2. In afwijking van het vorige lid, geldt voor voorzieningen voor gastouderopvang als uitgangspunt dat het boetebedrag zoals neergelegd in het afwegingsoverzicht met 0,5 kan worden vermenigvuldigd.
Bij de vaststelling van de boete wordt uitgegaan van:
a) 1,5 maal het onder artikel 7 bepaalde boetebedrag indien een door een bestuurlijke boete te handhaven overtreding plaatsvindt binnen een periode van twee jaar nadat een eerdere overtreding van dezelfde wettelijke norm heeft plaatsgevonden;
b) 2 maal onder het artikel 7 bepaalde boetebedrag indien er sprake is van een derde of volgende overtreding van dezelfde wettelijke norm binnen een periode van twee jaar nadat de daaraan voorafgaande overtreding zich heeft voorgedaan.
1. Het college kan besluiten om de bestuurlijke boete te matigen, indien de belanghebbende aannemelijk maakt dat op grond van:
- de omstandigheden waaronder de overtreding is begaan of
- de omstandigheden waarin de overtreder verkeert,
boeteoplegging volgens deze beleidsregels handhaving onevenredig is.
2. Van een situatie als bedoeld in het vorige lid kan in beginsel slechts sprake zijn, indien sprake is van bijzondere omstandigheden waarin bij de vaststelling van deze beleidsregels niet is voorzien.
De totale bij boetebeschikking op te leggen boete bestaat, ingeval er sprake is van meerdere overtredingen, uit de som van de per overtreding berekende boetebedragen.

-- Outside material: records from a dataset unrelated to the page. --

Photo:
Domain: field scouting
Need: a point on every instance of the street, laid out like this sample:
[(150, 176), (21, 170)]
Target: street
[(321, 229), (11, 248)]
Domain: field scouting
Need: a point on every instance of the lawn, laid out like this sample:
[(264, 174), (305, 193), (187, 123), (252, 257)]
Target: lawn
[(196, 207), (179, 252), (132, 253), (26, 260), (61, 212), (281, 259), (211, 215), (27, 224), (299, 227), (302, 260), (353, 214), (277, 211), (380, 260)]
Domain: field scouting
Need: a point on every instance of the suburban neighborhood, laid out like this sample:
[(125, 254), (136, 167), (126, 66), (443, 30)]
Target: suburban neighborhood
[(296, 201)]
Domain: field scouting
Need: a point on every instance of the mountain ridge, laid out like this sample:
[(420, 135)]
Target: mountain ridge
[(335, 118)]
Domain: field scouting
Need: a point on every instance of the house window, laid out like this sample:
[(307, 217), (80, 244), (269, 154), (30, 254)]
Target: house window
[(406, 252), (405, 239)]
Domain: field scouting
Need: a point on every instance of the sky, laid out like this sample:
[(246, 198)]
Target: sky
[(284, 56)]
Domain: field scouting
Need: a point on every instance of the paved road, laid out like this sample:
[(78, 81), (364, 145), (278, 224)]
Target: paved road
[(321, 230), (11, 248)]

1. Deze beleidsregels worden aangehaald als ‘Beleidsregels handhaving Wet kinderopvang
2. Deze beleidsregels vervangen de Beleidsregels handhaving Wet kinderopvang zoals vastgesteld op 15 januari 2014.
3. Deze beleidsregels treden in werking op 1 januari 2020.
Deze beleidsregel zijn vastgesteld door het college van burgemeester en wethouders van Reimerswaal in haar vergadering van 26 november 2019.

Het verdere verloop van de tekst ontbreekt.